Robots.txt - Am I Missing Somthing? - Sitemaps, Meta Data, and robots.txt forum at WebmasterWorld

Forum Moderators: goodroi

Message Too Old, No Replies

Robots.txt - Am I Missing Somthing?

Query strings and general syntax is suspected...

Nick_W

9:30 am on Oct 21, 2003 (gmt 0)

Hi everyone,

I'm running a small forum and using mod rewrite to alter the urls a little.

I can't seem to stop spiders from grabbing redundant files though. The relevant bit of my robots.txt will probably explain better:

User-agent: * Disallow: /posting.php Disallow: /viewtopic.php Disallow: /viewforum.php Disallow: /privmsg.php Disallow: /profile.php Disallow: /search.php ## This bit just for Google as I 'thought' ## it would help

User-agent: Googlebot Disallow: /index.php?*$ Disallow: /posting.php?*$ Disallow: /viewtopic.php?*$ Disallow: /viewforum.php?*$ Disallow: /privmsg.php?*$ Disallow: /profile.php?*$ Disallow: /search.php?*$

Is there somthing wrong with my general syntax? - G is still picking up viewtopic?t=23&etc and similar urls.

Many thanks for any insight, I'm truly at the hair pulling stage ;)

Nick

DaveAtIFG

2:31 pm on Oct 21, 2003 (gmt 0)

Brett made a copy of the Robots.txt File Exclusion Standard and Format [searchengineworld.com] at SEW and it's the only copy I can find anymore!

First, note these statements:

It is not an official standard backed by a standards body, or owned by any commercial organisation.
It is not enforced by anybody, and there no guarantee that all current and future robots will use it.
Consider it a common facility the majority of robot authors offer the WWW community to protect WWW server against unwanted accesses by their robots.

Next, note the Format. Wild cards are only acceptable in the User-Agent field.

You may block entire subdirectories or individual files. ONLY!

Since this is a convention, some SEs MAY have extended the capabilities for their own spiders. If so, this information will be available on their webmaster pages. I've never seen any indication that any SE has done this.

Nick_W

3:00 pm on Oct 21, 2003 (gmt 0)

So the general syntax bar the regex is okay?

Nick

DrDoc

3:20 pm on Oct 21, 2003 (gmt 0)

I would suggest something like this:

Disallow: /viewtopic.php?

No asterisk, and no dollar sign. I believe that would work...

DaveAtIFG

3:21 pm on Oct 21, 2003 (gmt 0)

Nope. There is no provision for regex anywhere. There is a provision for a wildcard in the user_agent. You can specify a specific user-agent or use "*" to block them all.

As to disallow:

Disallow
The value of this field specifies a partial URL that is not to be visited.

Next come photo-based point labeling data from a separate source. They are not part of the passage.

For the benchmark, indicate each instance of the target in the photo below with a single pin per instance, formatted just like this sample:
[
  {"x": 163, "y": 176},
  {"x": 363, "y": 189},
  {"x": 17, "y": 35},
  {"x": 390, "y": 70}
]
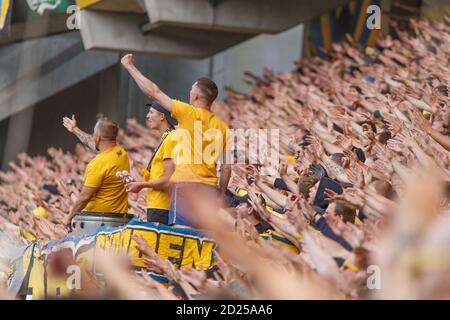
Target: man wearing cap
[
  {"x": 160, "y": 168},
  {"x": 205, "y": 134}
]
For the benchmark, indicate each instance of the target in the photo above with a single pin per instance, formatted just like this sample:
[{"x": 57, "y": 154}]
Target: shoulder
[{"x": 179, "y": 107}]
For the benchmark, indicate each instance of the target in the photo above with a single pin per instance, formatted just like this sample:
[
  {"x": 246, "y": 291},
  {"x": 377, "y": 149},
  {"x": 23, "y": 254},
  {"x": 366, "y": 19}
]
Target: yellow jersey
[
  {"x": 111, "y": 196},
  {"x": 201, "y": 138},
  {"x": 160, "y": 199}
]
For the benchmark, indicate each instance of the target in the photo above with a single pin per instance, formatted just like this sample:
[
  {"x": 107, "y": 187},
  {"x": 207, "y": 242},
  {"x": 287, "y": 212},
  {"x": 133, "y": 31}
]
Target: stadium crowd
[{"x": 362, "y": 185}]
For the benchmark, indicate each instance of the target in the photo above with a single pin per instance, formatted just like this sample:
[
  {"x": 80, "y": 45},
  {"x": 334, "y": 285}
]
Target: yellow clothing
[
  {"x": 201, "y": 138},
  {"x": 40, "y": 212},
  {"x": 159, "y": 199},
  {"x": 100, "y": 173}
]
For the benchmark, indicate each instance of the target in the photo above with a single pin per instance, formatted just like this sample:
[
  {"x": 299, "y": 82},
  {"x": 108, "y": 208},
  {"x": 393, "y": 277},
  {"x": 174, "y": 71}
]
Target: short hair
[
  {"x": 208, "y": 89},
  {"x": 107, "y": 129}
]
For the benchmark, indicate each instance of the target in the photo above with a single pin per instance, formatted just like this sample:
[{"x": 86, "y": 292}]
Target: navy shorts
[{"x": 158, "y": 216}]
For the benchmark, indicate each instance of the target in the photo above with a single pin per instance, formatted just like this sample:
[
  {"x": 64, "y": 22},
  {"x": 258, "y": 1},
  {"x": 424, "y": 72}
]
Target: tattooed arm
[{"x": 86, "y": 139}]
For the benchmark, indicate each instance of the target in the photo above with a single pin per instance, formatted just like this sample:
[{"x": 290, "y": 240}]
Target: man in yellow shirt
[
  {"x": 103, "y": 191},
  {"x": 202, "y": 141},
  {"x": 161, "y": 166}
]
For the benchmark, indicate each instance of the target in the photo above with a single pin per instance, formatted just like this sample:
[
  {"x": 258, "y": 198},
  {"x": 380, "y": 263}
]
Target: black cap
[{"x": 155, "y": 105}]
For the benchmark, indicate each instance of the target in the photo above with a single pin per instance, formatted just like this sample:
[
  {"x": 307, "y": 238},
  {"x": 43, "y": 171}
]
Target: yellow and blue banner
[{"x": 28, "y": 276}]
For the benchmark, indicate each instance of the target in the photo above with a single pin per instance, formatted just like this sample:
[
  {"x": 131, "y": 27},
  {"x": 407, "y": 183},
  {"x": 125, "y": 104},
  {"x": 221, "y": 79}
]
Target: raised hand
[
  {"x": 127, "y": 60},
  {"x": 70, "y": 123}
]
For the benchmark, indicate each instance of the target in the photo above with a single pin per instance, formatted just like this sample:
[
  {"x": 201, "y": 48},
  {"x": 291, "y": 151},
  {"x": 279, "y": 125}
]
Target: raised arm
[
  {"x": 150, "y": 89},
  {"x": 86, "y": 139}
]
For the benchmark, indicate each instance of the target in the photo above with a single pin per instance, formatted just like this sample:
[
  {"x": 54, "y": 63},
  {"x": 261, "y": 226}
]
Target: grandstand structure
[{"x": 48, "y": 71}]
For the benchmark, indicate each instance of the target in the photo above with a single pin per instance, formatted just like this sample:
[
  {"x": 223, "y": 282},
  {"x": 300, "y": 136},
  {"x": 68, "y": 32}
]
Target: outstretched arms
[
  {"x": 86, "y": 139},
  {"x": 150, "y": 89}
]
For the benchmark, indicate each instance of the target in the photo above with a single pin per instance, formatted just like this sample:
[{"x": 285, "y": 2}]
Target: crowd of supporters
[{"x": 362, "y": 188}]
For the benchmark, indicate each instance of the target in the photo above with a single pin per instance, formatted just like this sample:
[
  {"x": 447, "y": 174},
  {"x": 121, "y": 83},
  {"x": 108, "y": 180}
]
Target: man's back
[
  {"x": 207, "y": 140},
  {"x": 101, "y": 172}
]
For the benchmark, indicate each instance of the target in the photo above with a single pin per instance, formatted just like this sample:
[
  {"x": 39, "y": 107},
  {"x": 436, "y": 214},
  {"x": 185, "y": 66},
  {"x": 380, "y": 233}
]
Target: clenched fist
[{"x": 127, "y": 60}]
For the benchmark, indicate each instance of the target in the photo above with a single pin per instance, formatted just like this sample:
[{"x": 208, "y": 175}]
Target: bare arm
[
  {"x": 159, "y": 184},
  {"x": 225, "y": 175},
  {"x": 86, "y": 139},
  {"x": 440, "y": 138},
  {"x": 149, "y": 88},
  {"x": 82, "y": 200}
]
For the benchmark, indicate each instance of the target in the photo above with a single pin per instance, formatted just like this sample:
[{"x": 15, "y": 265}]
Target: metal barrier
[{"x": 88, "y": 222}]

This can be a full path, or a partial path; any URL that starts with this value will not be retrieved.

Dr Doc's suggestion will block every file named "/viewtopic.php?" but will not block any file named "/viewtopic.php?something-after-the-question-mark" according to the protocol doc.

[edited by: DaveAtIFG at 3:28 pm (utc) on Oct. 21, 2003]

Nick_W

3:25 pm on Oct 21, 2003 (gmt 0)

Actually, as we're talking about Google in this particular instance. Take a look at this.... [google.com]

I have tried that, but to no avail so I wondered if there was somthing else wrong with my syntax.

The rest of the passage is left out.